Single by Interpol

from the album El Pintor
- B-side: "The Depths"
- Released: August 12, 2014
- Recorded: 2012
- Studio: Electric Lady Studios and Atomic Sound (New York, NY)
- Genre: Post-punk revival
- Length: 4:22
- Label: Matador; Soft Limit;
- Songwriters: Paul Banks; Sam Fogarino; Daniel Kessler;
- Producer: Interpol

Interpol singles chronology
| "Try It On" (2011) | "All the Rage Back Home" (2014) | "Ancient Ways" (2014) |

Music video
- "All the Rage Back Home" on YouTube

= All the Rage Back Home =

"All the Rage Back Home" is a song by American rock band Interpol.

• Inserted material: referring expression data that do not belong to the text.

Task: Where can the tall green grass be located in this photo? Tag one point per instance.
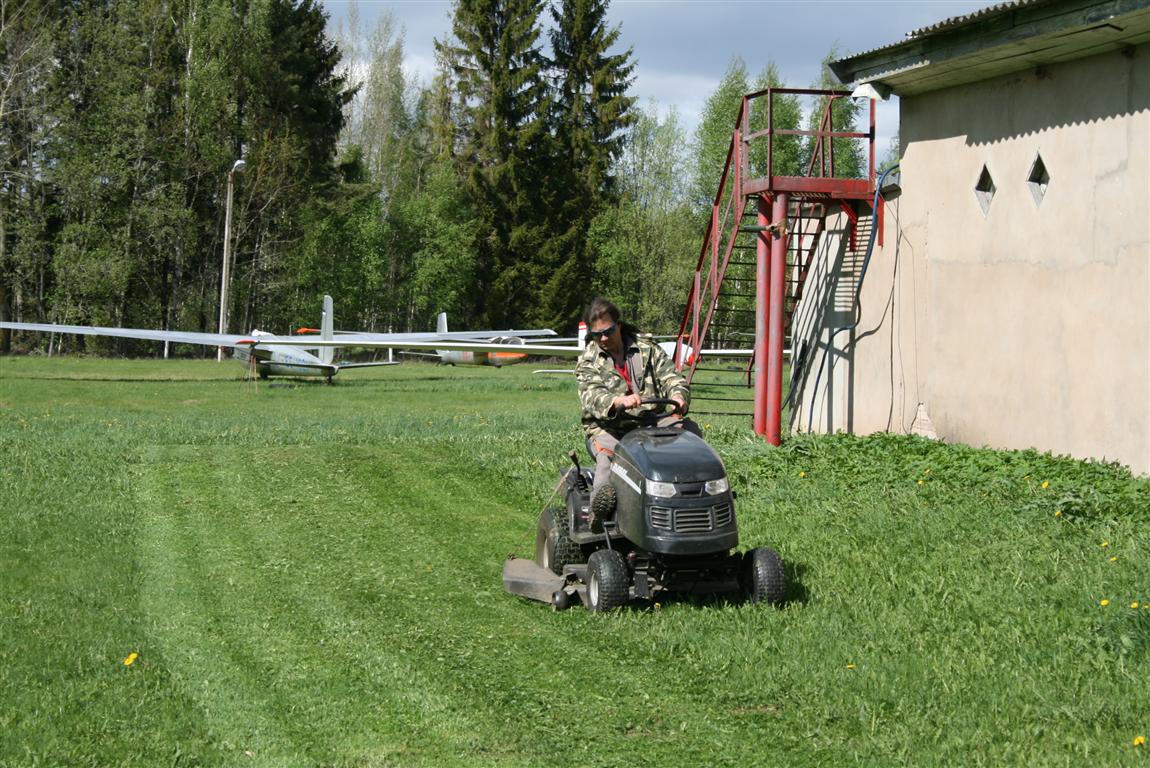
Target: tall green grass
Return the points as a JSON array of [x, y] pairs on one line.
[[311, 575]]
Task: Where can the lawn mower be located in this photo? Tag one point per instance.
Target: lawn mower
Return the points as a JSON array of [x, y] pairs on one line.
[[673, 531]]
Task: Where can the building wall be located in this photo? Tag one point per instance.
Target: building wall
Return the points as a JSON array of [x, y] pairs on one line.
[[1027, 325]]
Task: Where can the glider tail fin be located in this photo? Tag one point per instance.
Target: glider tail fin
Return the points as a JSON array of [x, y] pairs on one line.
[[327, 331]]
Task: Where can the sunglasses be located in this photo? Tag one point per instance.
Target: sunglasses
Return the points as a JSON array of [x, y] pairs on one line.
[[592, 336]]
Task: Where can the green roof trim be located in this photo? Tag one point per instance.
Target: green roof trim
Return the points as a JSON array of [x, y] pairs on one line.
[[997, 40]]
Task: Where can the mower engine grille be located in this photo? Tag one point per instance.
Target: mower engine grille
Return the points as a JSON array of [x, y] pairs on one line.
[[722, 515], [661, 517], [691, 521]]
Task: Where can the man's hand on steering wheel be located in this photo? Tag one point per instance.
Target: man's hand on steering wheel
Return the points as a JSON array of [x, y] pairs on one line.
[[627, 401]]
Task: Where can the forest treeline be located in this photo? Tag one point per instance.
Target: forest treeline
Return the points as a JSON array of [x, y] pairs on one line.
[[519, 183]]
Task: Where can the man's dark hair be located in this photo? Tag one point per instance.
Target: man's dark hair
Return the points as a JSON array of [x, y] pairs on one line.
[[600, 307]]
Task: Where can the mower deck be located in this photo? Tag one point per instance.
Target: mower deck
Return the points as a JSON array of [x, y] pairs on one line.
[[529, 580]]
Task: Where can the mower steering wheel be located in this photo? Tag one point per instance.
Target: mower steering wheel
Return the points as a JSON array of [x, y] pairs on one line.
[[676, 407]]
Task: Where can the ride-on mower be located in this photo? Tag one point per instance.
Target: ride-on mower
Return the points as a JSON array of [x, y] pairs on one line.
[[674, 530]]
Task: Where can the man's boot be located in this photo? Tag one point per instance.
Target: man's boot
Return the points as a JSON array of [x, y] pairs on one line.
[[603, 506]]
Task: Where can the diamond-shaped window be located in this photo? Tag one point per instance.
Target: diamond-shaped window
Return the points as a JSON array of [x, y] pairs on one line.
[[1039, 179], [984, 190]]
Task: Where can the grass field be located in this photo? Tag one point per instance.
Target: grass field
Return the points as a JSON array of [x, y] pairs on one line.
[[199, 571]]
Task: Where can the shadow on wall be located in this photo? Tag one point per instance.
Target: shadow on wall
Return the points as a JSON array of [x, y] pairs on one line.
[[822, 332], [1052, 96]]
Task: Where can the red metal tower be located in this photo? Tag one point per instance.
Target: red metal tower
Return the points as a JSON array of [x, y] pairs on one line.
[[789, 214]]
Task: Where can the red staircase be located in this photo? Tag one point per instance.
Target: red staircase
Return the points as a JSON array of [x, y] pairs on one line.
[[764, 232]]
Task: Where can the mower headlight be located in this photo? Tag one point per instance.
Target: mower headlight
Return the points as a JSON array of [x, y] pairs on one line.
[[714, 488], [665, 490]]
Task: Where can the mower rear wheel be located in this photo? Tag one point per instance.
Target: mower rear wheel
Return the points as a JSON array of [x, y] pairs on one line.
[[607, 581], [766, 580], [553, 546]]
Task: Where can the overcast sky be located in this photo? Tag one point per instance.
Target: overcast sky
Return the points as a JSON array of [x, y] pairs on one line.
[[682, 47]]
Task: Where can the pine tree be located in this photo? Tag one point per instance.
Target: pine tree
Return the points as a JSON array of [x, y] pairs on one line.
[[591, 114], [712, 137], [503, 147]]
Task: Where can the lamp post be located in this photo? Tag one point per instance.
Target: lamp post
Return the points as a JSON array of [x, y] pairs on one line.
[[224, 277]]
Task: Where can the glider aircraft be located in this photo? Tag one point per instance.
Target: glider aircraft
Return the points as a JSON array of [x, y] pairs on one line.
[[294, 355]]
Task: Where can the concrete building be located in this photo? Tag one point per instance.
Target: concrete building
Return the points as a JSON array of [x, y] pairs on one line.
[[1010, 304]]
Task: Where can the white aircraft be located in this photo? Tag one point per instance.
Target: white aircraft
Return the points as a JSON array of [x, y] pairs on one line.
[[268, 354], [473, 356]]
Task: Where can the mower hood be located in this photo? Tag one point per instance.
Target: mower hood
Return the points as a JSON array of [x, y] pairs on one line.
[[671, 455]]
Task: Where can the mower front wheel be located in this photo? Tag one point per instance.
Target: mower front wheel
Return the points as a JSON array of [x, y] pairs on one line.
[[766, 580], [607, 581], [553, 545]]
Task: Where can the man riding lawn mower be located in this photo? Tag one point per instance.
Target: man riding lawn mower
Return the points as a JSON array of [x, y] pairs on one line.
[[657, 514]]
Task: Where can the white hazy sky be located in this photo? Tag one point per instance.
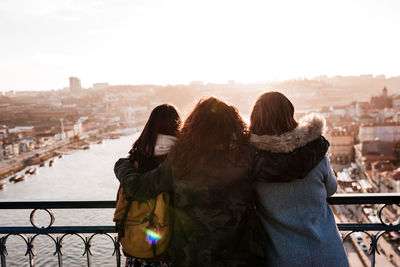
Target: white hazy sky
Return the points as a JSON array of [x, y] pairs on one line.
[[43, 42]]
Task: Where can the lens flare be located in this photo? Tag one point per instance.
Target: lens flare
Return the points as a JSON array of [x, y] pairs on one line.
[[152, 237]]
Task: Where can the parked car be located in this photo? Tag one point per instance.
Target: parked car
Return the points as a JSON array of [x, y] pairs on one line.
[[359, 237]]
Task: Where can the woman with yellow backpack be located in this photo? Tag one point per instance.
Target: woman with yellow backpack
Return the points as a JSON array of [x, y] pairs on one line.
[[143, 224]]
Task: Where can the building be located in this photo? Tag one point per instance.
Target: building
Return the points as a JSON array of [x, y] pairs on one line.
[[380, 131], [396, 102], [382, 101], [74, 85], [341, 150], [100, 86]]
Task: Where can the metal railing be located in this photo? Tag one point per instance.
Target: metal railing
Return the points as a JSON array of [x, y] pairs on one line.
[[86, 233]]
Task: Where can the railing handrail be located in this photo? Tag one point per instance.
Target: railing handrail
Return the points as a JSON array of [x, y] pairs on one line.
[[337, 199]]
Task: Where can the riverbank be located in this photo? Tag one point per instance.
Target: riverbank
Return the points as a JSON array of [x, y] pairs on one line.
[[38, 157]]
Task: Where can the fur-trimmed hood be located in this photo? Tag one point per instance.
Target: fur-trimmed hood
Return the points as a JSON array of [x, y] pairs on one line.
[[310, 127]]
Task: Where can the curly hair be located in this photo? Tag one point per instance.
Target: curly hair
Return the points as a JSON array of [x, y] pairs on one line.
[[273, 114], [213, 129]]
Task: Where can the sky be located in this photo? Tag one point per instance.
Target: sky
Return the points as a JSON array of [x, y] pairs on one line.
[[43, 42]]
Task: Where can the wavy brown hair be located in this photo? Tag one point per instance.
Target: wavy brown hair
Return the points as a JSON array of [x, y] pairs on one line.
[[213, 129], [273, 114]]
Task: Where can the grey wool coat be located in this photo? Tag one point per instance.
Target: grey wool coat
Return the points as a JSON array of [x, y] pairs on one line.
[[301, 229]]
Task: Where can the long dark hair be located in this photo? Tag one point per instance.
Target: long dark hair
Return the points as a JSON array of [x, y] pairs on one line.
[[213, 129], [273, 114], [164, 119]]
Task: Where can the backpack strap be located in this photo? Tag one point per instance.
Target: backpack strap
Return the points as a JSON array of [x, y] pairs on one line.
[[121, 225], [151, 222]]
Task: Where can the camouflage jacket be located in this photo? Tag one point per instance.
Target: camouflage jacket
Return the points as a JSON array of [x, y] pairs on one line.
[[214, 221]]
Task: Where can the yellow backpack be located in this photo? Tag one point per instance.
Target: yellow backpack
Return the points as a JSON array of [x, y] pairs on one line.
[[143, 227]]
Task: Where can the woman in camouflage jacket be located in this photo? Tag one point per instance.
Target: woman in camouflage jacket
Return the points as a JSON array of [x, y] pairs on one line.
[[212, 198]]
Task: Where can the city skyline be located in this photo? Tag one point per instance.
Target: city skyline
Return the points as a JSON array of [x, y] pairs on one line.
[[176, 42]]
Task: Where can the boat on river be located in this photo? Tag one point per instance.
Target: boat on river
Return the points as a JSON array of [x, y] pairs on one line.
[[32, 171], [20, 178], [3, 186]]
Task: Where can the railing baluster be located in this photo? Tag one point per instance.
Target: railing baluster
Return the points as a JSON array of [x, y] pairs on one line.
[[117, 251], [3, 251], [88, 252], [374, 230], [59, 250]]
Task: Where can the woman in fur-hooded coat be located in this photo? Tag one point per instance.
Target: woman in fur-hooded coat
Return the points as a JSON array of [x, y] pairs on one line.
[[301, 229]]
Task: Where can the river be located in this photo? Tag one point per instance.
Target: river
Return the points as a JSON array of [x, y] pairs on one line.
[[79, 175]]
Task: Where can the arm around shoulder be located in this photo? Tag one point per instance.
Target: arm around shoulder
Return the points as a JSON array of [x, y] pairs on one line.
[[142, 186]]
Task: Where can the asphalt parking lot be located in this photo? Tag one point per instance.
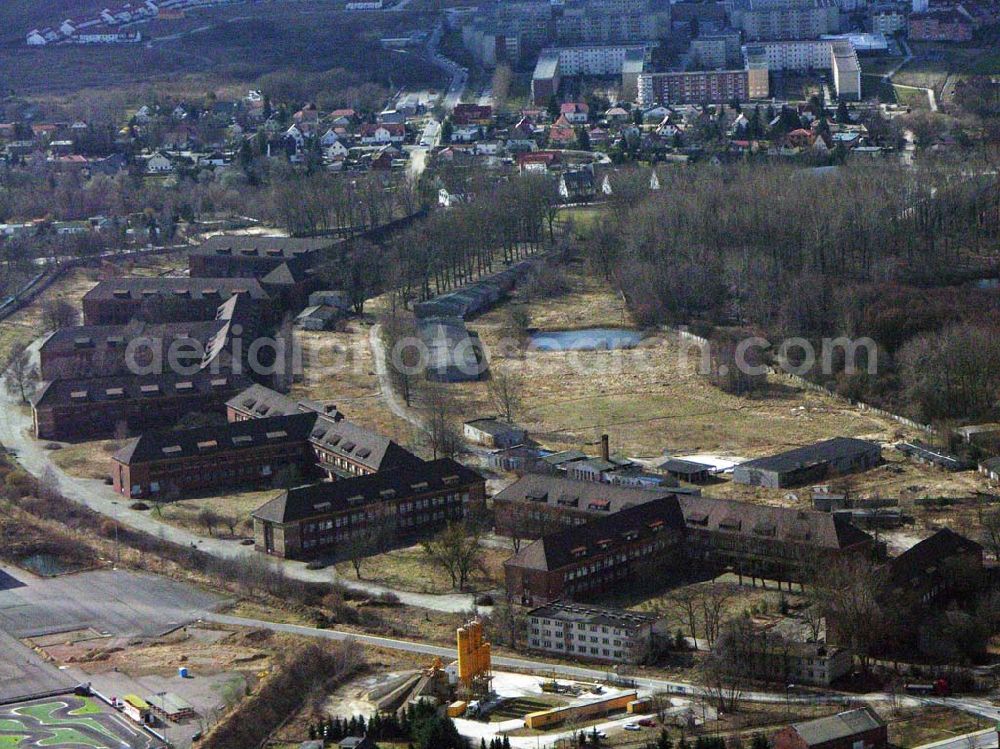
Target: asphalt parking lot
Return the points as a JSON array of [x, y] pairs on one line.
[[115, 602], [112, 602], [24, 673]]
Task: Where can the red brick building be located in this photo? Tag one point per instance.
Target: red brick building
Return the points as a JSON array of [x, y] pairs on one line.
[[250, 256], [100, 407], [162, 300], [324, 518], [583, 561], [170, 463], [853, 729], [343, 448]]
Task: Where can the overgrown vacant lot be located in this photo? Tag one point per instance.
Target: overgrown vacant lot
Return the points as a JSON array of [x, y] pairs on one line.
[[412, 570], [25, 325], [650, 399]]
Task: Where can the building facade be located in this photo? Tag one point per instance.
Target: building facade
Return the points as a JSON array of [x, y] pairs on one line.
[[327, 518], [590, 633], [166, 464]]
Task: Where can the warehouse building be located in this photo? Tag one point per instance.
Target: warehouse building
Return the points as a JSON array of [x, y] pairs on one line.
[[816, 462]]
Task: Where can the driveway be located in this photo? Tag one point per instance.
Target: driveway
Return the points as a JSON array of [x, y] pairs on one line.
[[15, 434]]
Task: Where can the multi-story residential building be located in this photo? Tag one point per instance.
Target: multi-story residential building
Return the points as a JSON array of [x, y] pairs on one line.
[[156, 299], [694, 87], [343, 449], [887, 19], [581, 528], [96, 407], [784, 19], [538, 504], [590, 633], [251, 256], [585, 60], [588, 559], [324, 518], [165, 464], [940, 26], [719, 50]]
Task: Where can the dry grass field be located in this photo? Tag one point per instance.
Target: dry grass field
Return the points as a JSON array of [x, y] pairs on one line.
[[651, 399], [410, 569]]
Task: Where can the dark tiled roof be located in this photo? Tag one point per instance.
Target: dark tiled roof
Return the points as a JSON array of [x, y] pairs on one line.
[[360, 445], [262, 403], [260, 246], [117, 337], [317, 500], [923, 558], [181, 288], [130, 387], [816, 529], [575, 612], [840, 726], [828, 450], [240, 435], [600, 537], [578, 495]]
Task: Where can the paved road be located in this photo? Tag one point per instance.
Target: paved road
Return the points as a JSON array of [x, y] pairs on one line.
[[15, 431]]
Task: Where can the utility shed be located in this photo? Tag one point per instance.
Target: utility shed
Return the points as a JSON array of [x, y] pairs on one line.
[[686, 470], [853, 729], [815, 462]]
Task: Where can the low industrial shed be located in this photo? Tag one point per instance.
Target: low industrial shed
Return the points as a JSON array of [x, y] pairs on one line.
[[816, 462]]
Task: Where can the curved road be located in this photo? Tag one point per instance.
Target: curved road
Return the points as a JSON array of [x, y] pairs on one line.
[[15, 434]]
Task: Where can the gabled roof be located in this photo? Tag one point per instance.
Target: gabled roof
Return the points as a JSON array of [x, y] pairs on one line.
[[317, 500], [360, 445], [925, 557], [233, 436], [838, 447], [840, 726], [187, 288], [249, 245], [130, 387], [600, 537], [790, 525], [556, 491]]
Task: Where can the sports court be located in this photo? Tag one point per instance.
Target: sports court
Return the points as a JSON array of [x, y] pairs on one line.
[[69, 722]]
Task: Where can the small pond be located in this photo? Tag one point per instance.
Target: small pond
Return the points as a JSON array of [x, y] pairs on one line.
[[46, 565], [588, 339]]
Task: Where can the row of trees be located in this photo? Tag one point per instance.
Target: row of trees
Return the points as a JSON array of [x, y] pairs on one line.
[[865, 251]]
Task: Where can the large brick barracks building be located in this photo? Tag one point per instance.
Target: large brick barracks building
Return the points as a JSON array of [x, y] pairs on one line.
[[587, 556], [166, 464], [323, 518]]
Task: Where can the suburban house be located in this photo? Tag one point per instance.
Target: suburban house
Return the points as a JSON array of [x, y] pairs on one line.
[[577, 185], [817, 462], [382, 133], [591, 633], [326, 518], [861, 728], [494, 433], [246, 453]]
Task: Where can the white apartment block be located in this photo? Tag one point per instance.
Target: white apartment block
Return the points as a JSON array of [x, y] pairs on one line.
[[838, 56], [587, 632]]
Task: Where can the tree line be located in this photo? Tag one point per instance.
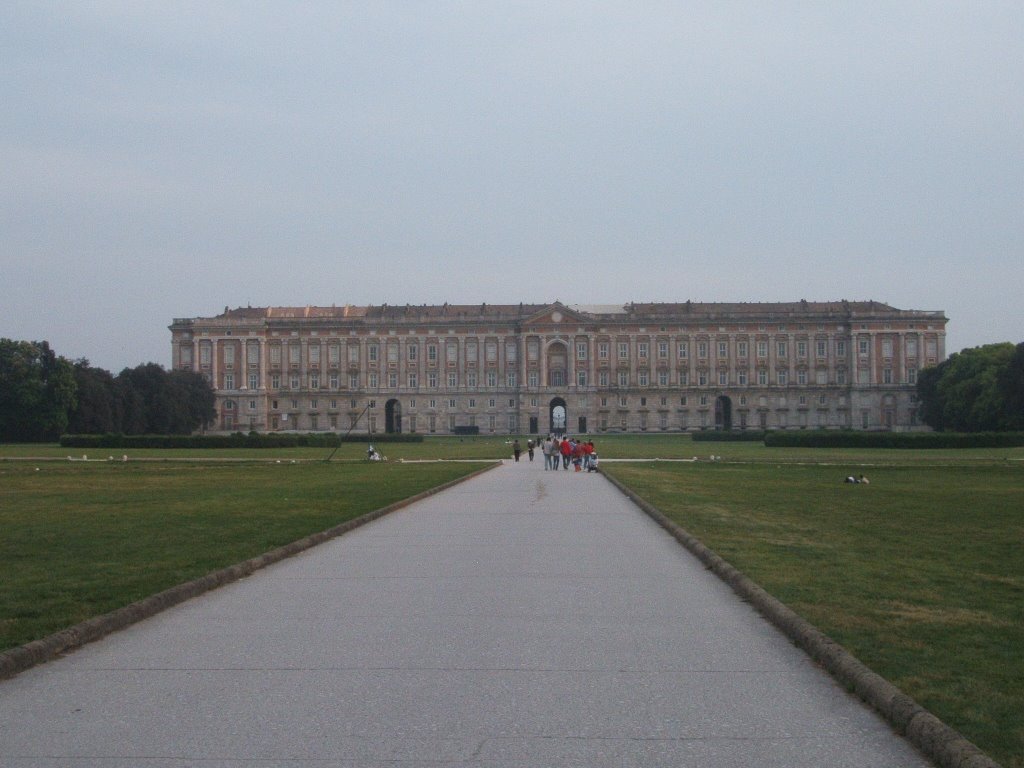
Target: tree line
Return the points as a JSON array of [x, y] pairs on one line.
[[975, 390], [44, 395]]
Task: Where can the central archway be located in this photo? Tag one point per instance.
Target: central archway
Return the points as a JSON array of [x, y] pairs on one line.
[[723, 413], [392, 416], [558, 416]]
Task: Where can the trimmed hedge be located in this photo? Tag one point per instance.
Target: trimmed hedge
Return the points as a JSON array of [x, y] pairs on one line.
[[733, 435], [236, 440], [851, 438]]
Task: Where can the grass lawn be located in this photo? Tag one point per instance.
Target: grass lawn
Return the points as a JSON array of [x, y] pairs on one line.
[[80, 540], [921, 573]]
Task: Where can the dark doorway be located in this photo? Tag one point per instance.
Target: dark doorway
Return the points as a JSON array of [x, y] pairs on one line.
[[558, 416], [392, 417], [723, 413]]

It is the first track and the lead single from the band's fifth studio album, El Pintor (2014) and was digitally released on August 12, 2014. Self-produced and written by the band, the song debuted at No. 37 on the Billboard Alternative Songs chart, peaking at No. 26. The song was also made available as downloadable content for the Rock Band series.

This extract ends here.